Por Alejandro A. Morales
TORONTO. La palabra “memoria” tiene muchas acepciones en nuestro glorioso idioma castellano inmortalizado por el gran Cervantes, quien nos dejó un legado imperecedero con “El ingenioso hidalgo Don Quijote de la Mancha”. Algunas de ellas que extraemos del Diccionario de la Real Academia de la Lengua, por ejemplo: “Facultad psíquica por medio de la cual se retiene y recuerda el pasado “; “Exposición de hechos, datos o motivos referentes a determinado asunto”; “Obra pía o aniversario que instituye o funda alguien y en que se conserva su memoria”; “En filosofía escolástica, una de las potencias del alma”.
Hay aproximadamente otras 30 acepciones dependiendo de las circunstancias. Sin embargo, es cuando llegamos a la consabida “edad dorada” cuando doña Memoria comienza a preocuparnos, además del terror que nos provoca el perderla del todo, o que sea el preludio de otras condiciones de disminución cognitiva, las que ni siquiera quiero mencionar por terror de sufrirlas.

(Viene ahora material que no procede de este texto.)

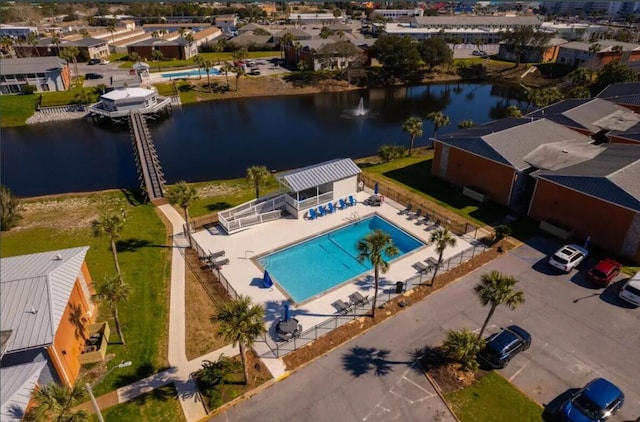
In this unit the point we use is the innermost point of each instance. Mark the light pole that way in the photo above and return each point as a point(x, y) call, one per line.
point(89, 388)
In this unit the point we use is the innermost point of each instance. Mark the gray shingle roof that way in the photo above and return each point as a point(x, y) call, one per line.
point(319, 174)
point(34, 292)
point(612, 176)
point(16, 384)
point(508, 141)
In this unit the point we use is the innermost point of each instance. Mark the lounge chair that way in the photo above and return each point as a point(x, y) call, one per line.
point(406, 211)
point(358, 299)
point(341, 307)
point(219, 264)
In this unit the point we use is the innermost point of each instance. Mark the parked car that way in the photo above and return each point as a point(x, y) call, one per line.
point(568, 257)
point(503, 346)
point(630, 291)
point(597, 401)
point(604, 272)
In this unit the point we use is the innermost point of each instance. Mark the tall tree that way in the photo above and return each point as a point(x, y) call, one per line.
point(376, 247)
point(182, 195)
point(258, 175)
point(113, 290)
point(525, 38)
point(443, 239)
point(439, 120)
point(413, 126)
point(55, 402)
point(398, 56)
point(435, 52)
point(110, 224)
point(240, 322)
point(497, 289)
point(71, 54)
point(10, 205)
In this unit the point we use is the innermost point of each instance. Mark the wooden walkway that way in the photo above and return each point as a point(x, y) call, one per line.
point(149, 170)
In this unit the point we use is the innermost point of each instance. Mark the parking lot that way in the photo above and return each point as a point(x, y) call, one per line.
point(579, 332)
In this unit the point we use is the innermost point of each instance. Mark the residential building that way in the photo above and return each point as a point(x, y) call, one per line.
point(45, 73)
point(578, 53)
point(46, 316)
point(17, 32)
point(468, 29)
point(598, 198)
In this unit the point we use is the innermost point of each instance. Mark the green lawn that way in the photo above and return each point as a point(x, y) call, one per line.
point(160, 405)
point(16, 109)
point(493, 398)
point(58, 223)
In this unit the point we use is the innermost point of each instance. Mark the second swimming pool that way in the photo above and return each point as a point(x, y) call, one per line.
point(311, 267)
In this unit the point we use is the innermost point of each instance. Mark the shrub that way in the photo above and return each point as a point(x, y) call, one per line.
point(28, 89)
point(389, 153)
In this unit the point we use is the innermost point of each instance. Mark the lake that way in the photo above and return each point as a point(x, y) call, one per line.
point(220, 139)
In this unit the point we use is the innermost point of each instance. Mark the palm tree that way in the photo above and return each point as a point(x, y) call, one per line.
point(443, 239)
point(240, 322)
point(374, 247)
point(413, 126)
point(439, 120)
point(462, 346)
point(112, 225)
point(55, 402)
point(257, 175)
point(182, 194)
point(113, 290)
point(497, 289)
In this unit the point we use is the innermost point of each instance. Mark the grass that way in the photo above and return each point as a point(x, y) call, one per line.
point(16, 109)
point(493, 398)
point(159, 405)
point(64, 222)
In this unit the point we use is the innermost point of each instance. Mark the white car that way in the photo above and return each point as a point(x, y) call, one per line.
point(630, 291)
point(568, 257)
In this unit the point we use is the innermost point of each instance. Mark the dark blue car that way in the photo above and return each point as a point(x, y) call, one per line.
point(596, 402)
point(503, 346)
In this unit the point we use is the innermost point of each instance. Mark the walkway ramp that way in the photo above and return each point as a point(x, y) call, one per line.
point(253, 212)
point(149, 171)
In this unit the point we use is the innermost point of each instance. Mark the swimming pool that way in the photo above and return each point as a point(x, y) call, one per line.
point(309, 268)
point(190, 73)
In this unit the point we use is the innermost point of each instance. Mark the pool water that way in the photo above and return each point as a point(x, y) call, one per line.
point(212, 72)
point(309, 268)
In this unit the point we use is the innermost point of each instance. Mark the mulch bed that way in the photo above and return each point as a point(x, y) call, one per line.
point(340, 335)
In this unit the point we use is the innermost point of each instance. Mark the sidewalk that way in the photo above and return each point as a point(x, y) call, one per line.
point(181, 368)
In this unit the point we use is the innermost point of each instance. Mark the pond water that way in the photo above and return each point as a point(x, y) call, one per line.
point(220, 139)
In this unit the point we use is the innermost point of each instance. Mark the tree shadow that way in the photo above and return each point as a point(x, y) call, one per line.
point(217, 206)
point(132, 244)
point(361, 360)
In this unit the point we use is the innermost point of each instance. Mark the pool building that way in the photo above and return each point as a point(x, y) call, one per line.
point(256, 234)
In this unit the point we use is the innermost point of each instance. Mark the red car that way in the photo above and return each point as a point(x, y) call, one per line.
point(604, 272)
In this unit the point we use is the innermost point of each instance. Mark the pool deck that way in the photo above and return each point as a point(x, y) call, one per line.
point(246, 277)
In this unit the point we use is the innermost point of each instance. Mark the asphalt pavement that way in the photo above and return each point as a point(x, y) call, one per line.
point(579, 333)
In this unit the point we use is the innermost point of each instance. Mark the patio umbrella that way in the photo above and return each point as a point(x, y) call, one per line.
point(266, 278)
point(287, 312)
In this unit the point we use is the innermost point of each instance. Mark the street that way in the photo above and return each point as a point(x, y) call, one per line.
point(578, 333)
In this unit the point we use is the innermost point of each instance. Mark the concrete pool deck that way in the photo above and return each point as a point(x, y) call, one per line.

Cuando niño en mi escuela primaria, en el lenguaje de mis compañeros de curso alguien que tenía “buena memoria” era sinónimo de inteligencia. Confieso pudorosamente que yo tenía buena memoria y me aprendía las lecciones “al dedillo”. Eso me daba suficiente talento para ser el primero entre 52 alumnos, como decía mi certificado del tercer año. Recuerdo con cariño que al exhibirlo en mi familia aquello me traía significante aumento de monedas, billetes y caramelos que era como se premiaba a los niños en aquellos lejanos años. Esto además de recibir una copia en español del entonces afamado libro “Corazón” por Edmundo D’Amicis, que era el más usado para premiar a los alumnos de “buena memoria”.
En nuestra tercera edad pareciera que el proceso se ha revertido e ignominiosamente comienzo a olvidar con frecuencia donde he dejado mis anteojos; o peor aún, no saber dónde dejé mi tarjeta Presto, lo que me obligaría a pagar o simplemente caminar en una ciudad del tamaño de nuestro querido Toronto, lo que es simplemente algo imposible. Las llaves se convierten en otro tormento, lo que me hace llegar atrasado a eventos o reuniones y cuando en la mirada de los asistentes leo la pregunta usual: ¿Qué pasó?, mi capacidad de mentir se duplica para inventar excusas, ya que jamás confesaría que perdí las llaves y admitir el declinar de mi capacidad de recordar.
En mis estudios de derecho en la universidad teníamos un famoso profesor de Derecho Administrativo que adhería a un simple principio administrativo: “Un lugar para cada cosa, cada cosa en su lugar”. Esto lo recuerdo penosamente y he decido desde hace algún tiempo dejar rutinariamente mis objetos más preciados en un lugar específico, SIEMPRE. Buena idea, pero cuando me encuentro distraído olvido esta simple e importante regla y los objetos altamente necesitados desaparecen de mi vida como arte de magia.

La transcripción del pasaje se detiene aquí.